Re: [RFC 1/6] mm, page_alloc: fix more premature OOM due to race with cpuset update

From: Christoph Lameter
Date: Tue Apr 11 2017 - 13:24:39 EST


On Tue, 11 Apr 2017, Vlastimil Babka wrote:

> The root of the problem is that the cpuset's mems_allowed and mempolicy's
> nodemask can temporarily have no intersection, thus get_page_from_freelist()
> cannot find any usable zone. The current semantic for empty intersection is to
> ignore mempolicy's nodemask and honour cpuset restrictions.
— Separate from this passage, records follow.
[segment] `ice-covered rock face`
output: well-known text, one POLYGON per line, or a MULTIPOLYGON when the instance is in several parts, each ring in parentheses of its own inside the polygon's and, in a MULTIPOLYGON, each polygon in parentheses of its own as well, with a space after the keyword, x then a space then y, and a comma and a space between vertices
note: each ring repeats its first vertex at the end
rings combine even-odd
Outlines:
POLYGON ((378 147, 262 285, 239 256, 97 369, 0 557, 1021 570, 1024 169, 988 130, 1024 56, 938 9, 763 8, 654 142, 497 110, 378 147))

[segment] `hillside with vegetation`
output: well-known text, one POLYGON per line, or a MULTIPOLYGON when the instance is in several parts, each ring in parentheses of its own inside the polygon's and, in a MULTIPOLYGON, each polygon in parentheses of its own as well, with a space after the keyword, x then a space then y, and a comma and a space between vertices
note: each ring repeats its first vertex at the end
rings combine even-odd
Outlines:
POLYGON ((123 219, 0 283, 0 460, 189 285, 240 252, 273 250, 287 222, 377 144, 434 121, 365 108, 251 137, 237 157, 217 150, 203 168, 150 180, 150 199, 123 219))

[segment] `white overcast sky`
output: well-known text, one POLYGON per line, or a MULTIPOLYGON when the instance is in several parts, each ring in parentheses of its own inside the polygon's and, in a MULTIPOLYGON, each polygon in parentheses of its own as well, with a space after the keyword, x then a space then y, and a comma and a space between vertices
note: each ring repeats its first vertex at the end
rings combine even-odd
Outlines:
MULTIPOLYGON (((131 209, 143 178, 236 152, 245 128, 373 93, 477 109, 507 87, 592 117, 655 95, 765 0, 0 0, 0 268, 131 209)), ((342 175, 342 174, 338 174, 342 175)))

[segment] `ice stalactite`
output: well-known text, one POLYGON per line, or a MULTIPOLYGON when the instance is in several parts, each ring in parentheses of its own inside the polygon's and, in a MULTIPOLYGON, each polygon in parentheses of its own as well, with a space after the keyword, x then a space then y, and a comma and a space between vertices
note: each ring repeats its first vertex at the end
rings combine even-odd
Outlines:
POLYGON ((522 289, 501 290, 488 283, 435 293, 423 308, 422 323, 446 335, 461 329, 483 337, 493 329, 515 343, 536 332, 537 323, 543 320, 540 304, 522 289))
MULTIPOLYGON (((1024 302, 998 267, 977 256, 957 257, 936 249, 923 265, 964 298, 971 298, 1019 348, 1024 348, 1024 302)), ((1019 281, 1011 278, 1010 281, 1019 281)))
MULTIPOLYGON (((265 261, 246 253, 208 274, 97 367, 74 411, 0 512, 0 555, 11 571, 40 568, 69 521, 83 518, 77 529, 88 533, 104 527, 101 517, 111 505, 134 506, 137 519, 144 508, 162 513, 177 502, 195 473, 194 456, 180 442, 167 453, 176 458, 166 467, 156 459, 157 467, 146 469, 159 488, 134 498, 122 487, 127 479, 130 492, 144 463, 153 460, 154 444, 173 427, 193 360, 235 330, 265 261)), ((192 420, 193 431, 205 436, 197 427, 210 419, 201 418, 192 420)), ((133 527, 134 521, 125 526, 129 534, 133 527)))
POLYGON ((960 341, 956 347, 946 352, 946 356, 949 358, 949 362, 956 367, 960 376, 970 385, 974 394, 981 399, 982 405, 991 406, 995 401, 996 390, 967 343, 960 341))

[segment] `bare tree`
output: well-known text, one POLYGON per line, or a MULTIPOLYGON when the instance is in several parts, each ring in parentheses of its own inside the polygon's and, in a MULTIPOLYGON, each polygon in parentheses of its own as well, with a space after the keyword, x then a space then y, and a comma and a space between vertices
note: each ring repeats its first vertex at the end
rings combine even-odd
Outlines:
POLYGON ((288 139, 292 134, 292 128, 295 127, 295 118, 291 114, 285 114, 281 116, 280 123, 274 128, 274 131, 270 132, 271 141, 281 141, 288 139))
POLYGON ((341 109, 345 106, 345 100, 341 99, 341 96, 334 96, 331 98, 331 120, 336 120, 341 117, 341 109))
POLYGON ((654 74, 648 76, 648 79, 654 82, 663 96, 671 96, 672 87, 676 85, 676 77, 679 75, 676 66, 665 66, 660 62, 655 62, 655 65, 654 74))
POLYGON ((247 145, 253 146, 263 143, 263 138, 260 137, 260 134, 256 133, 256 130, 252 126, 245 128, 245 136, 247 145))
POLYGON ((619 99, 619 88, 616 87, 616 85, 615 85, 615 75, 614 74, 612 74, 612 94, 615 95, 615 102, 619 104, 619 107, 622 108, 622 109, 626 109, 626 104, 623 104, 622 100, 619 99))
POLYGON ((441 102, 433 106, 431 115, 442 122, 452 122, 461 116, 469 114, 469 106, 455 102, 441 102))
This is checked in
> node_zonelist(), but the racy update can happen after we already passed the

The fallback was only intended for a cpuset on which boundaries are not enforced
in critical conditions (softwall). A hardwall cpuset (CS_MEM_HARDWALL)
should fail the allocation.

> This patch fixes the issue by having __alloc_pages_slowpath() check for empty
> intersection of cpuset and ac->nodemask before OOM or allocation failure. If
> it's indeed empty, the nodemask is ignored and allocation retried, which mimics
> node_zonelist(). This works fine, because almost all callers of

Well that would need to be subject to the hardwall flag. Allocation needs
to fail for a hardwall cpuset.